Hansen-Hurwitz estimator
The Hansen-Hurwitz estimator
The Hansen-Hurwitz estimator gives the framework for all unequal probability sampling with replacement (Hansen and Hurwitz, 1943[1]). “With replacement” means that the selection probabilities are the same for all draws; if selected elements would not be replaced (put back to the population), the selection probabilities would change after each draw for the remaining elements.

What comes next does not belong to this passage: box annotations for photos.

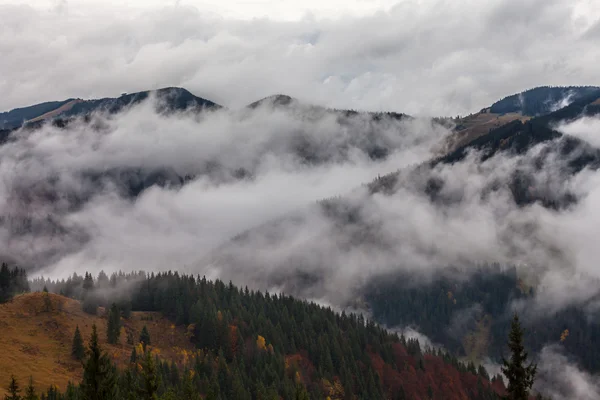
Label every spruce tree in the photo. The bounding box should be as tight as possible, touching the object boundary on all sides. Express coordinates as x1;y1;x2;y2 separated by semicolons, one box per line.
71;325;85;361
106;303;121;344
81;325;116;400
4;375;21;400
129;346;137;364
140;325;151;350
502;314;537;400
23;376;39;400
138;351;160;400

Suppose that a sample of size n is drawn with replacement and that on each draw the probability of selecting the i-th unit of the population is \(p_i\).
Then the Hansen-Hurwitz estimator of the population total is
\[\hat \tau = \frac {1}{n} \sum_{i=1}^n \frac {y_i}{p_i}\]
Here, each observation \(y_i\) is weighted by the inverse of its selection probability \(p_i\).
The parametric variance of the total is
\[var (\hat \tau) = \frac {1}{n} \sum_{i=1}^N p_i \left (\frac {y_i}{p_i} - \tau \right )^2\]
which is unbiasedly estimated from a sample size n from
\[v\hat ar (\hat \tau) = \frac {1}{n} \frac {\sum_{i=1}^n \left (\frac {y_i}{p_i} - \tau \right )^2}{n-1}\]
Hansen-Hurwitz estimator examples: 4 application examples
References
- ↑ Hansen MM and WN Hurwitz. 1943. On the theory of sampling from finite populations. Annals of Mathematical Statistics 14:333-362.